Archives des articles tagués Désir

723- Le Philosophe est protégé par son innocence. Comme celle-ci se situe avant le péché originel, elle a de quoi donner le vertige. L’Homme de Désir est le contraire de l’homme du torrent des générations. Il ne peut compter que sur la parole, « feu radical et central », où « même les paroles muettes, prononcées tacitement dans le secret de notre être, peuvent se transformer en substance active » :

« Le silence a aussi ses échos, et l’homme ne peut produire une pensée, une parole ou un acte que cela ne s’exprime sur l’éternel miroir où tout se grave et rien ne s’efface. »

[DÉSIR, Éditions Gallimard, 2020.]

Louis Claude de Saint-Martin, Amboise.

690- Mais le visage que je préférais d’elle, c’était le visage d’après l’amour, que je n’ai jamais retrouvé ensuite parmi tous les visages que j’ai empruntés. C’était peu de dire qu’elle s’épanouissait. Il me semblait que par quelque mystérieuse transformation sa figure fût envahie d’une couleur inconnue, qu’elle la restituât dans la douceur d’un halètement. Mais surtout, ce qui me bouleversait toujours, c’était, comme épandu sur la pellicule de tendresse qui estompait ses yeux, son nez, son sourire, une incroyable certitude dont le plaisir (car elle n’aimait que lui) était sa source.

 689- Oui, je ne séparais pas – je n’ai jamais séparé – le fait de vivre de celui d’éprouver du plaisir. L’instinct de la volupté est, chez moi, le premier à vouloir. Et les souvenirs qu’il me donne, non seulement je les accueille en moi avec reconnaissance, non seulement j’ose croire qu’ils me seront de quelque utilité au moment de mourir, mais ils me pacifient et me rassurent quant au bon emploi de ma vie, mais ils exaltent mon amour de la conquête et les raffinements que je lui porte.

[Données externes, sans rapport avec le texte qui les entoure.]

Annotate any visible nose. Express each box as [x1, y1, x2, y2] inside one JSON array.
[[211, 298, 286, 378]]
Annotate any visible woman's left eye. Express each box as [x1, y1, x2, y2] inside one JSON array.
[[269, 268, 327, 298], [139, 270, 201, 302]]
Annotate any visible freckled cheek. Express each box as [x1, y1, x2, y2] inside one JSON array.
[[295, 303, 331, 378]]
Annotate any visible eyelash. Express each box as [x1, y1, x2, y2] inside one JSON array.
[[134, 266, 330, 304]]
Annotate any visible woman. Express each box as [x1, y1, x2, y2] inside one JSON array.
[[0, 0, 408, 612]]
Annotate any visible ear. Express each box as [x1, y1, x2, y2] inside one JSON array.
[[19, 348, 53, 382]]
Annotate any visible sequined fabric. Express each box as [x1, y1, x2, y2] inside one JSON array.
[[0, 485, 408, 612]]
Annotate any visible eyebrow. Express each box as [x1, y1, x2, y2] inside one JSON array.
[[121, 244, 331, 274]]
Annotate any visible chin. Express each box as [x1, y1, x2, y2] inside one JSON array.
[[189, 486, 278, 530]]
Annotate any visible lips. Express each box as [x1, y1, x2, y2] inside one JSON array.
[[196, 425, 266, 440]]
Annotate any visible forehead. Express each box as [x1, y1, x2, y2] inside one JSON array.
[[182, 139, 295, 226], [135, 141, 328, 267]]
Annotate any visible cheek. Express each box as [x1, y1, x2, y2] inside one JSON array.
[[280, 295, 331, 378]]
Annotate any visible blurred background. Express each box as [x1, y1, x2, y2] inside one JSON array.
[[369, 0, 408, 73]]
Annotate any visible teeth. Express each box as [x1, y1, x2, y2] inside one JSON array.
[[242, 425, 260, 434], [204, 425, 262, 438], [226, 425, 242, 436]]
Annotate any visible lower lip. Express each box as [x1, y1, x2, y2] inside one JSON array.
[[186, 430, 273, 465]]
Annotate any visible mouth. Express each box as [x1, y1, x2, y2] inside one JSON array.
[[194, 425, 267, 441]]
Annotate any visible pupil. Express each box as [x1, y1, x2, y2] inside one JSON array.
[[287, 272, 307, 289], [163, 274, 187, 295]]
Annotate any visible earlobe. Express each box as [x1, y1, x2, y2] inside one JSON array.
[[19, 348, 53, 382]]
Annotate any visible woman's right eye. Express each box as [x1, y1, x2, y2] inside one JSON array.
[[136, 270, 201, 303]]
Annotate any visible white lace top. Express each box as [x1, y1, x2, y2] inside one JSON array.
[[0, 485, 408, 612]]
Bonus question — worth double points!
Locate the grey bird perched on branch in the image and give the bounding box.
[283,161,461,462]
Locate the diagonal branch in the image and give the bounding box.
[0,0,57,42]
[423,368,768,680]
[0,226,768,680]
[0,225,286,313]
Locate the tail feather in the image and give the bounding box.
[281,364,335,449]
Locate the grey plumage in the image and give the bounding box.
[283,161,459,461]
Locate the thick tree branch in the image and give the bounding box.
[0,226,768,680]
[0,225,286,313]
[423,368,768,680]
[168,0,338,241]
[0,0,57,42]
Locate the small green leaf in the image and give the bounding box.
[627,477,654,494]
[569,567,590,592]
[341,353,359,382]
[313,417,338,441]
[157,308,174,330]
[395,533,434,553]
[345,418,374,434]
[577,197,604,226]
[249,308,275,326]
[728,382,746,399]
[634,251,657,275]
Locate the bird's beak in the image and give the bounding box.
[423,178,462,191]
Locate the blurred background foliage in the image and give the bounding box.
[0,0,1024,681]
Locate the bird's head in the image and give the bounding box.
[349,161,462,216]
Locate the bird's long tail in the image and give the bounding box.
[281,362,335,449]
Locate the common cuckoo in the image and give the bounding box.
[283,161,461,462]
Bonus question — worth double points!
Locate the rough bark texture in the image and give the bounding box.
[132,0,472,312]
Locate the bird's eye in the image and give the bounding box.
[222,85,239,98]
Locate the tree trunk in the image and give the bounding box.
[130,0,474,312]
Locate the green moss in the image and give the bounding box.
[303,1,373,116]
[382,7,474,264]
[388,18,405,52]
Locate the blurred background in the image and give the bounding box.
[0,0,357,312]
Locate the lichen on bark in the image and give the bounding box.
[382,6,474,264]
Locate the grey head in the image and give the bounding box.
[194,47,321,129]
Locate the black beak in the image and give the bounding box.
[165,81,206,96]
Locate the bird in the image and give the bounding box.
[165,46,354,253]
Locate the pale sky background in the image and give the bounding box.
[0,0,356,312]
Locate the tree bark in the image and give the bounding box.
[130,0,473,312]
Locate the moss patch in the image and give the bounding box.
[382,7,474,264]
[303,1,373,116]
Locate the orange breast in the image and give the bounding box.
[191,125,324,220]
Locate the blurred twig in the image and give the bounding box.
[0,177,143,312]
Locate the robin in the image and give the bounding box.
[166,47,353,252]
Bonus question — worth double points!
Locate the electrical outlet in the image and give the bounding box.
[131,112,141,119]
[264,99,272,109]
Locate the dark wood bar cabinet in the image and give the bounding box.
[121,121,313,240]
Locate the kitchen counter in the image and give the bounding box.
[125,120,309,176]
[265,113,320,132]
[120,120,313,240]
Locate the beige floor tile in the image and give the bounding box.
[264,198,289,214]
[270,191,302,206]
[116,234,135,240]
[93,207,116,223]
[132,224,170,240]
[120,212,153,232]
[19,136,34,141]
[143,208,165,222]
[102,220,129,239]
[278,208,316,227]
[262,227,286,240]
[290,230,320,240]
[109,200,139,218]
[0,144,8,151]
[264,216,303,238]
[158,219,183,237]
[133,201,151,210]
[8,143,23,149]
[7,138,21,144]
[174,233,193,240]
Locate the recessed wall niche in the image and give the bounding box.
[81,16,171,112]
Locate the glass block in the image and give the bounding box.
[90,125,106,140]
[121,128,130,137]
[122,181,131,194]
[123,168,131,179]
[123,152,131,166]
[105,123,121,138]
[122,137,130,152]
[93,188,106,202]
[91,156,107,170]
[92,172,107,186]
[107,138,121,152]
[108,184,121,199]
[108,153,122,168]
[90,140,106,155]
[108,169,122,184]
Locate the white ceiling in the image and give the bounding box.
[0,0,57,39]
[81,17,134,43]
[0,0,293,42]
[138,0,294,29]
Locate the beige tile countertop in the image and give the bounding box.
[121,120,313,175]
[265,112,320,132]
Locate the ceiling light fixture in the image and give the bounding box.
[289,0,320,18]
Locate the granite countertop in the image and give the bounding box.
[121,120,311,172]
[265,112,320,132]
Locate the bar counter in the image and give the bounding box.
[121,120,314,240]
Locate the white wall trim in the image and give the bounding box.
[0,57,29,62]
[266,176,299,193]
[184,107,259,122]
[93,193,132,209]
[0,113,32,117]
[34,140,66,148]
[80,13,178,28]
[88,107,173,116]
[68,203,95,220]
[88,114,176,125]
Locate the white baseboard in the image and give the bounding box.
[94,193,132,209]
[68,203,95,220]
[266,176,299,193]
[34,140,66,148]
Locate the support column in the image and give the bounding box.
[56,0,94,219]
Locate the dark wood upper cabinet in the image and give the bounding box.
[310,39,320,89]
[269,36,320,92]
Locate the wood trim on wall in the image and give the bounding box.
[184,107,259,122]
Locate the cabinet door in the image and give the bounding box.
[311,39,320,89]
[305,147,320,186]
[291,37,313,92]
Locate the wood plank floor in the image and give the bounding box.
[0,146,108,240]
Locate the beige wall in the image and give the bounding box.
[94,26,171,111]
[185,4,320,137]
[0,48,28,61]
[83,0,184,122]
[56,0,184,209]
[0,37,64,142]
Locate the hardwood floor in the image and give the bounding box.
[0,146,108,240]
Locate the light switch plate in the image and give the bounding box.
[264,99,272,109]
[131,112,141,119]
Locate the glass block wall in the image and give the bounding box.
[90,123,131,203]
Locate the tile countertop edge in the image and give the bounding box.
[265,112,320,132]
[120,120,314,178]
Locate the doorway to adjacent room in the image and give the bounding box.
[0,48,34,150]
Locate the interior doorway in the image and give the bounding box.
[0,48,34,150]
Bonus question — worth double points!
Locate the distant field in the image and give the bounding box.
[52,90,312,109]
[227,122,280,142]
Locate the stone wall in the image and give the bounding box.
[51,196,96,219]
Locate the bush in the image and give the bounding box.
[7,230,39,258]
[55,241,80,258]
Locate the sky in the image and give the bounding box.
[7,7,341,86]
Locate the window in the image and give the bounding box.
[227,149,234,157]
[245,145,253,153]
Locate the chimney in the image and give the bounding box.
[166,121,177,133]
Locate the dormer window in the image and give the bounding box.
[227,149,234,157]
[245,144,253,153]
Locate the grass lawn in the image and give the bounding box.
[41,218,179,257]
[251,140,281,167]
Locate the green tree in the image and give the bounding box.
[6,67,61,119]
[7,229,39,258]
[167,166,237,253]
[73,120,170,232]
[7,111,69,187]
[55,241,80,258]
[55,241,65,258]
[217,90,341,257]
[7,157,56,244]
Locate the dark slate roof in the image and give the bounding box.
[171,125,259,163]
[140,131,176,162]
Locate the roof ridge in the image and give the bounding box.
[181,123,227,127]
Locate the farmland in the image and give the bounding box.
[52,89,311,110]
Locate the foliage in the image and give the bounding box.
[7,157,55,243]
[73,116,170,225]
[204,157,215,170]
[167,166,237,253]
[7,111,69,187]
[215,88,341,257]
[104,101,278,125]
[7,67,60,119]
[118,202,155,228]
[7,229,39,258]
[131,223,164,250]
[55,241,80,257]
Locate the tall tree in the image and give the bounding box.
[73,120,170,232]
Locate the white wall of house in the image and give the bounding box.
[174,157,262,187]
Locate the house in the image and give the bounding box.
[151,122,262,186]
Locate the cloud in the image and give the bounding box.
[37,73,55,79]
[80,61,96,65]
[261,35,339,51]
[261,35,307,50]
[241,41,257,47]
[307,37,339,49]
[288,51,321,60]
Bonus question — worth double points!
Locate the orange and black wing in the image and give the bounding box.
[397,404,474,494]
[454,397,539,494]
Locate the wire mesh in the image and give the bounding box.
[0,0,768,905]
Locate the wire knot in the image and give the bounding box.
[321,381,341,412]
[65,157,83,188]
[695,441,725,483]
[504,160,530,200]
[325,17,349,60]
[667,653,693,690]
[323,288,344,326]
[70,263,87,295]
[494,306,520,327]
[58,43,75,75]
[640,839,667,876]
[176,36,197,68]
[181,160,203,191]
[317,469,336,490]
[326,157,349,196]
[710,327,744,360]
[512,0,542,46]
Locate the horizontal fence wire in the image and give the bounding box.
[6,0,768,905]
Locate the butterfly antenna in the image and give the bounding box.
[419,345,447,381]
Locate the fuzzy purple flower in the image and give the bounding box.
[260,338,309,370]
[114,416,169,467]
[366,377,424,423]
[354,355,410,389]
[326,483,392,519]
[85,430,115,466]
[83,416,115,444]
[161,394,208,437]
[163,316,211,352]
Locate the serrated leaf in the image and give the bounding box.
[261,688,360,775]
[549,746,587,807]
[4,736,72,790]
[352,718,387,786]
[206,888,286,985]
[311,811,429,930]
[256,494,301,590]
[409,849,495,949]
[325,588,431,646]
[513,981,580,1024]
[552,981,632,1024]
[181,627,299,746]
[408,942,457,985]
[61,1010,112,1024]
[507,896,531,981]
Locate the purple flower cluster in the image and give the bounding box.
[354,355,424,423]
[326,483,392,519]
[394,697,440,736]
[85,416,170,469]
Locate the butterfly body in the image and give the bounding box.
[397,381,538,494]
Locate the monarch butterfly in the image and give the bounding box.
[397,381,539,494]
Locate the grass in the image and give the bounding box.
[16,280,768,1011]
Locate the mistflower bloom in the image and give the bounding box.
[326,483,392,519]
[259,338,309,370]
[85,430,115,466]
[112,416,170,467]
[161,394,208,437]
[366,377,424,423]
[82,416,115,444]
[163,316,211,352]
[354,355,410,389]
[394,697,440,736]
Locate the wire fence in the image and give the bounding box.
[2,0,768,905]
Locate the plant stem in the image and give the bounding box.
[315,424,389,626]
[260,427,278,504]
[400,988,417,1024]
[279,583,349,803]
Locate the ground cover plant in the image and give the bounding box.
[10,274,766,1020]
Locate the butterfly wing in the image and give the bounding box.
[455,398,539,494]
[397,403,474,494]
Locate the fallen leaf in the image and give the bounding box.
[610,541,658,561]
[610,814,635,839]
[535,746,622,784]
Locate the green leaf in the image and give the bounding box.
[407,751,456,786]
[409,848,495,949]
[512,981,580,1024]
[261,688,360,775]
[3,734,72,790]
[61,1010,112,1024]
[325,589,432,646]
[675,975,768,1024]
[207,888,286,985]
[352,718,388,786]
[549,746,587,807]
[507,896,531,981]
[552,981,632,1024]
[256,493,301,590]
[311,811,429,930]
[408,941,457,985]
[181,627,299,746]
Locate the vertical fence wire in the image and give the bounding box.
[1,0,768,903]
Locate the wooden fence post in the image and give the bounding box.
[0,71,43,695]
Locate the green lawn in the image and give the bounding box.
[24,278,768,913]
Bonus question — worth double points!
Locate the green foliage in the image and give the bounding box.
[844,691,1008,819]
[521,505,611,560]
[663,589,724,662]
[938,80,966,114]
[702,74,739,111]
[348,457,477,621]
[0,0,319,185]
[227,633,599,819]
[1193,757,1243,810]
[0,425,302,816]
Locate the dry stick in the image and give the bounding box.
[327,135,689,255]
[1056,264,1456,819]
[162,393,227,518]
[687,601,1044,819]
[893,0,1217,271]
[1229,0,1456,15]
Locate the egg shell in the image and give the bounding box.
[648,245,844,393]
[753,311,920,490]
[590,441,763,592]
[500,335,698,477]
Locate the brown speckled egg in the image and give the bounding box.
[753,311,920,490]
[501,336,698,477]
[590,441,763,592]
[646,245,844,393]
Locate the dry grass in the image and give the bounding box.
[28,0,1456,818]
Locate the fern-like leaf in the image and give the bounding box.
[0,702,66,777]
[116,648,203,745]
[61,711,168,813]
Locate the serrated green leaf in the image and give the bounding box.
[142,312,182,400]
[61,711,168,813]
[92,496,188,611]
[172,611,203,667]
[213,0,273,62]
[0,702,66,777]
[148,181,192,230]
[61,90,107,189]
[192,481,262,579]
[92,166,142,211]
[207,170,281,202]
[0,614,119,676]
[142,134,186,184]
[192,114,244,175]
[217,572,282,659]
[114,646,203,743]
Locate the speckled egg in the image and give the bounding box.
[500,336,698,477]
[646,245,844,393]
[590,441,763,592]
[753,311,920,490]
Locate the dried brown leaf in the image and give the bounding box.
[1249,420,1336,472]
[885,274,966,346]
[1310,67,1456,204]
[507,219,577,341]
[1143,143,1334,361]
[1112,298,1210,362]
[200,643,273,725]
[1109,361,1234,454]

 688- Moi qui ne comprenais pas un traître mot et préférais un mensonge bien dit à une vérité silencieuse, j’avais plus besoin de cette expression anodine que de la muette certitude de son affection et de son désir. Et certes, je pouvais disposer de son corps, mais rien de sa mémoire, de sa pensée – à supposer qu’elle existât – ne m’était accessible. Et au lieu de me contenter du plaisir comme tant d’autres l’eussent fait, je ne pouvais admettre que, de quelque manière, elle ne me dévoilât pas ses souvenirs, ses sentiments. Toujours j’ai souffert, envers autrui, d’un manque d’indifférence. Amoureux, je le devinais lentement par dépit de la voir si tranquille. La sagesse eût été de la prendre et – pour le reste – de garder le silence. Je le savais bien, sans vouloir le savoir.

 687- C’est toujours une nouvelle douloureuse pour notre vanité – mais aussi enchanté – que d’apprendre par hasard qu’un être aimé peut vivre en dehors de notre pouvoir, de nos meilleures hypothèses à son égard.